Spazi della cultura, cultura degli spazi. Nuovi luoghi di produzione e consumo della cultura contemporanea PDF

Il libro si colloca come primo documento della vasta operazione di revisione di alcune fondamentali tipologie storiche, che lattuale cultura del progetto di Interni sta affrontando. Sono proprio gli spazi di produzione e di consumo della cultura che oggi registrano il più evidente ritardo, rispetto alle logiche generali con cui la cultura del XXI secolo si sta sviluppando.

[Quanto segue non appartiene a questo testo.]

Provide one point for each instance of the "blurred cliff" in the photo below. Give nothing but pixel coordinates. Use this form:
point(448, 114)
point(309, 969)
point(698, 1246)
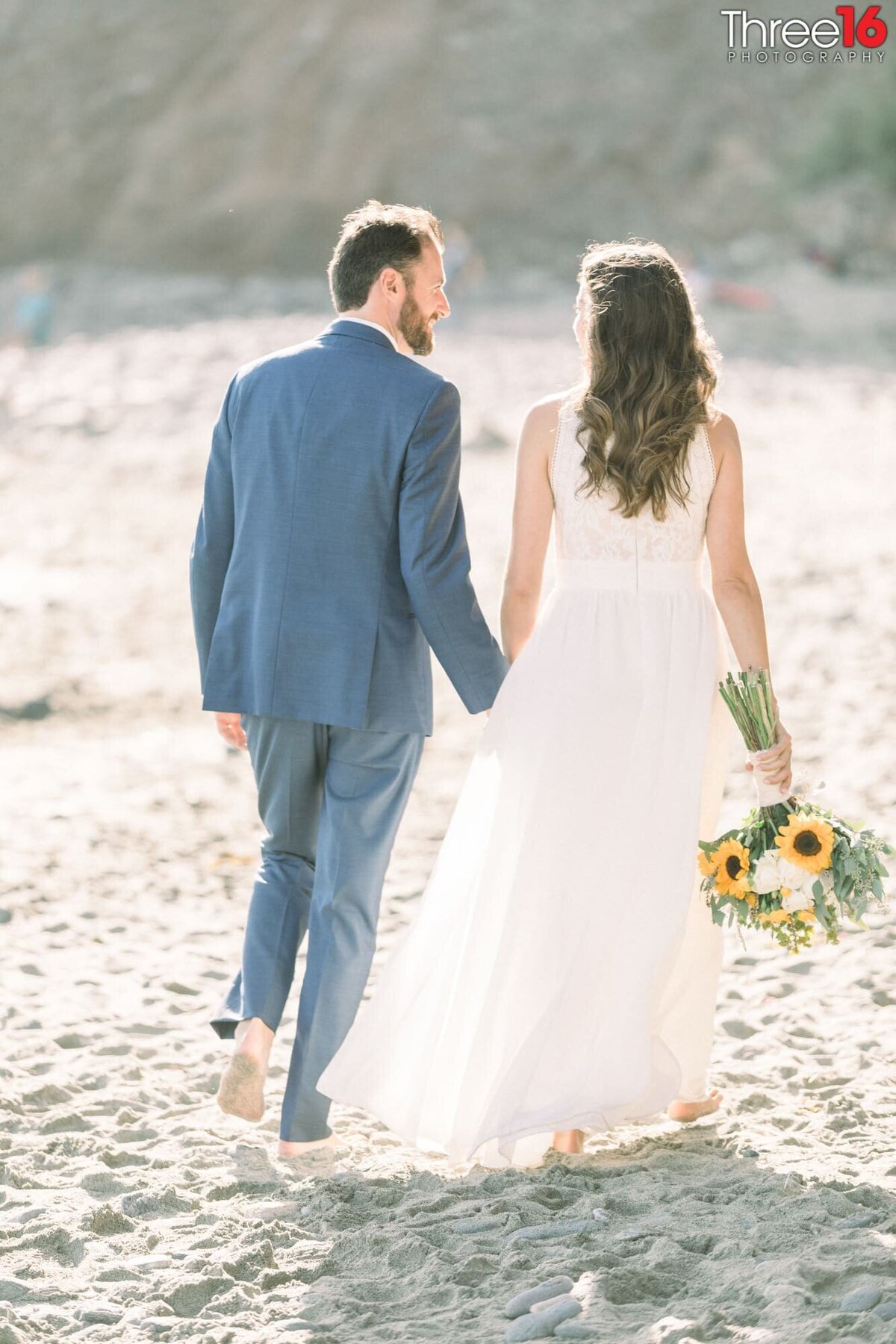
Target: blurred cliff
point(230, 139)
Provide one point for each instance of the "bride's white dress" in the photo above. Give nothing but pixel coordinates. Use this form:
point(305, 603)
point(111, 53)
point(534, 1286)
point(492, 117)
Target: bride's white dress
point(561, 968)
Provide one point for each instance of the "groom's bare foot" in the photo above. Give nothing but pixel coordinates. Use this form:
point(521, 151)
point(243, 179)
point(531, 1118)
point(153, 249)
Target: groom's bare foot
point(685, 1110)
point(568, 1140)
point(242, 1083)
point(294, 1148)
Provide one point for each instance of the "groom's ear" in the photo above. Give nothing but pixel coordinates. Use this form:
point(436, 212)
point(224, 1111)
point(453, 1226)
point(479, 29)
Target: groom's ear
point(391, 281)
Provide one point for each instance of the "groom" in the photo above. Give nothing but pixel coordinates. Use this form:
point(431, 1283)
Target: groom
point(329, 557)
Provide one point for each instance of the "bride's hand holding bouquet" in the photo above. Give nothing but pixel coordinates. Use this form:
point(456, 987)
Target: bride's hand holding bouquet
point(791, 866)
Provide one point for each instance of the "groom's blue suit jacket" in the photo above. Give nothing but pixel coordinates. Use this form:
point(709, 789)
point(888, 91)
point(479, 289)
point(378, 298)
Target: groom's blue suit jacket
point(331, 550)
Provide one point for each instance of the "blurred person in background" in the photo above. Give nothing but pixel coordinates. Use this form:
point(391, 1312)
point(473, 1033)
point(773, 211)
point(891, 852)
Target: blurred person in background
point(34, 308)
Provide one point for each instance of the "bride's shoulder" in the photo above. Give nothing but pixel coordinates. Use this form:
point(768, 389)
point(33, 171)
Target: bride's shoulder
point(543, 417)
point(722, 433)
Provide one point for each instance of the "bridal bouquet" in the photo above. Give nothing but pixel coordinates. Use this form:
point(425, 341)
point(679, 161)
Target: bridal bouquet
point(790, 867)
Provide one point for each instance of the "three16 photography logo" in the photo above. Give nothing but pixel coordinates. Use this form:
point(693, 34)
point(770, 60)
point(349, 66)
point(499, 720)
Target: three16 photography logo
point(855, 35)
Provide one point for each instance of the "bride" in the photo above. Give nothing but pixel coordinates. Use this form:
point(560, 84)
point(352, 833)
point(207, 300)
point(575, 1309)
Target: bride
point(561, 972)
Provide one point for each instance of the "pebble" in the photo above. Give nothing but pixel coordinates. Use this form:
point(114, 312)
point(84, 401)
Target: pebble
point(151, 1261)
point(13, 1290)
point(477, 1225)
point(541, 1230)
point(99, 1313)
point(553, 1301)
point(862, 1300)
point(520, 1304)
point(25, 1216)
point(541, 1327)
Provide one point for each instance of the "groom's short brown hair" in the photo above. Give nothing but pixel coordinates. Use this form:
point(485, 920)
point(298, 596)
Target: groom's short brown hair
point(375, 237)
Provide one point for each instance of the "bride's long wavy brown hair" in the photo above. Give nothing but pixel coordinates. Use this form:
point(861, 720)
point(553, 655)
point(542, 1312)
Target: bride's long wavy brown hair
point(649, 376)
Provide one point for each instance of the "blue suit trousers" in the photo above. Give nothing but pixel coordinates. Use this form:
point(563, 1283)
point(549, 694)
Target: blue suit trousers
point(331, 800)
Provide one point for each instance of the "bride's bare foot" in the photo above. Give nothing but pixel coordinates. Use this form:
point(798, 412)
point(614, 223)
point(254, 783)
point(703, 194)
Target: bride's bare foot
point(568, 1140)
point(242, 1083)
point(685, 1110)
point(294, 1148)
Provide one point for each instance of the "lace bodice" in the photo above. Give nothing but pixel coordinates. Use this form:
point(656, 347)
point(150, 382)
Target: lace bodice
point(588, 526)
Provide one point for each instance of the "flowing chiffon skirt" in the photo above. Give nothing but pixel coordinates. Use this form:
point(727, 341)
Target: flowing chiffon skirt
point(561, 967)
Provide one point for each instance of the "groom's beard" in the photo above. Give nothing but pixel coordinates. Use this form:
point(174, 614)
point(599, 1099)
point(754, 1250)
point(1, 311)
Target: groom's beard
point(414, 327)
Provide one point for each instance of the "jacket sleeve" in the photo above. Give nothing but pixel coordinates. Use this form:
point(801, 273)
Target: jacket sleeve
point(435, 561)
point(214, 539)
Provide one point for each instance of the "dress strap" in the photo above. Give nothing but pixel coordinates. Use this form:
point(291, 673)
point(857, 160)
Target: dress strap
point(564, 418)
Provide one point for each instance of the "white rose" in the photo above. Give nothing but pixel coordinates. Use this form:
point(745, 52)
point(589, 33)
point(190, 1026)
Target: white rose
point(795, 900)
point(793, 877)
point(768, 875)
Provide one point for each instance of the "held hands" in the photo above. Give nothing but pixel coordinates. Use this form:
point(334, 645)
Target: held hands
point(231, 730)
point(775, 761)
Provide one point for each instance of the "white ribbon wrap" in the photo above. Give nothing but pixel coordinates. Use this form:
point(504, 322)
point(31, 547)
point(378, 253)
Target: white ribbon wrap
point(770, 793)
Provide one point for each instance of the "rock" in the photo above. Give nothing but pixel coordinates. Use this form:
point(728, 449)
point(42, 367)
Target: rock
point(862, 1300)
point(477, 1225)
point(13, 1290)
point(566, 1228)
point(541, 1325)
point(741, 1030)
point(108, 1221)
point(520, 1304)
point(100, 1313)
point(553, 1301)
point(191, 1295)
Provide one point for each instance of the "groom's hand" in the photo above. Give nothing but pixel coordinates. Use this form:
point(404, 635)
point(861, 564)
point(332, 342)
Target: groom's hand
point(231, 730)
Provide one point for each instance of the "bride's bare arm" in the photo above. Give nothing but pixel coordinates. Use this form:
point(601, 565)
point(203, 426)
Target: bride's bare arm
point(734, 582)
point(532, 512)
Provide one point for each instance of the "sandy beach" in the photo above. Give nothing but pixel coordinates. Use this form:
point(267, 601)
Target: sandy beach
point(131, 1209)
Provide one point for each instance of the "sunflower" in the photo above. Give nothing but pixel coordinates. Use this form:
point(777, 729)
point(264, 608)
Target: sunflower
point(732, 868)
point(707, 862)
point(806, 841)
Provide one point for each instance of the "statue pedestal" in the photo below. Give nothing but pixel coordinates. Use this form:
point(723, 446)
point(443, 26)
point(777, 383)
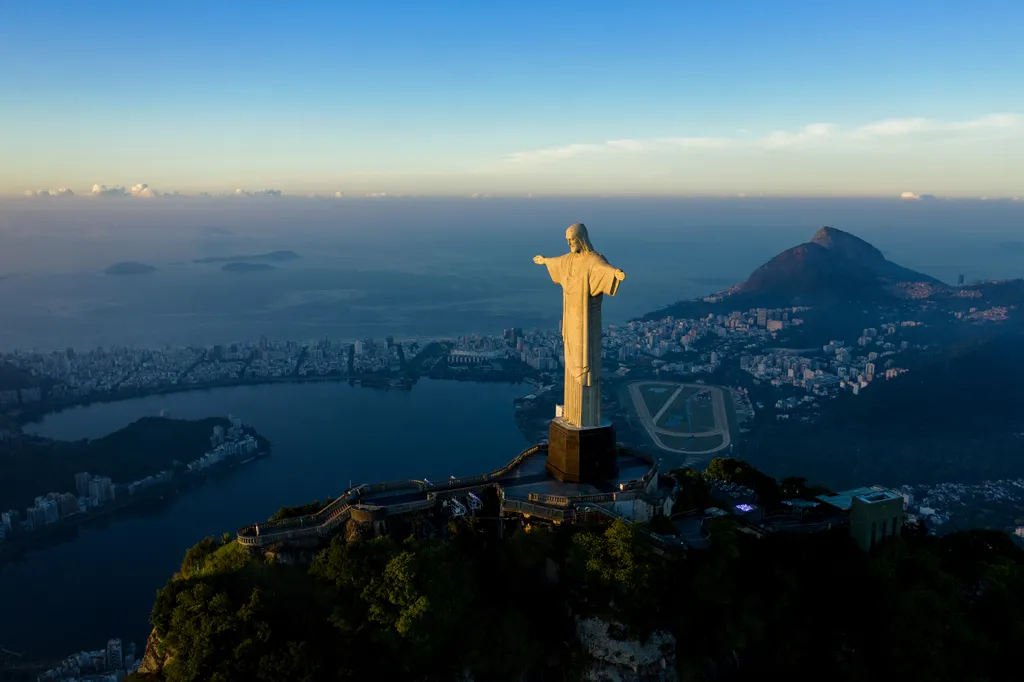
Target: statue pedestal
point(581, 455)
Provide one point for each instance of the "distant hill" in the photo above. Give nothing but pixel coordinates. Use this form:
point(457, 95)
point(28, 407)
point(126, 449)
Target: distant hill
point(246, 267)
point(129, 267)
point(272, 257)
point(834, 266)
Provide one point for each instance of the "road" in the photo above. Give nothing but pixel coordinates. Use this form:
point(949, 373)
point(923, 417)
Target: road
point(650, 423)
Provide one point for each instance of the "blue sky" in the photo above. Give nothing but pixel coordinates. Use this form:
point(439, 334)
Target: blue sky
point(547, 97)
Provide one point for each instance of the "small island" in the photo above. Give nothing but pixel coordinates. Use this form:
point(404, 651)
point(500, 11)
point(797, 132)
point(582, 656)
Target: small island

Questo libro raccoglie dunque i primi documenti relativi a questa vasta riflessione teorica e gli esempi di progetti che cominciano a muoversi per sperimentare nuovi dispositivi di funzionamento interno delle tipologie destinate alla produzione e al consumo della cultura contemporanea. Si tratta dunque di una indagine relativa alla progettazione degli spazi interni, una realtà che si confronta con le tendenze emergenti nella cultura contemporanea e con le nuove dimensioni della produzione sociale della cultura e dellinnovazione come parti significative della nuova economia sociale.

HERUNTERLADEN

ONLINE LESEN

DATEIGRÖSSE 3.52 MB
ISBN 8846482034
AUTOR A. Branzi, A. Chalmers (a cura di)
DATEINAME Spazi della cultura, cultura degli spazi. Nuovi luoghi di produzione e consumo della cultura contemporanea.pdf
VERöFFENTLICHUNGSDATUM 08/03/2020

Questi i presupposti all’origine della scelta di realizzare una ricerca sull’esperienza degli spazi del consumo concepiti come elementi interni a un sistema. Un sistema che vede operare insieme diversi soggetti: la marca, lo spazio urbano, i luoghi di consumo, l’impresa, le strategie di marketing, la cultura sociale, le tendenze di consumo, il contesto economico, l’esperienza dei Nel corso degli anni ’90 il termine «non -luoghi» ha invaso il linguaggio scientifico di alcune discipline interessante allo studio della società e del territorio, in particolare in campo sociologico e antropologico il dibattito sui luoghi del consumo e dell’intrattenimento è stato segnato dalle parole dell’antropologo francese Marc Augé (Augé, 1992).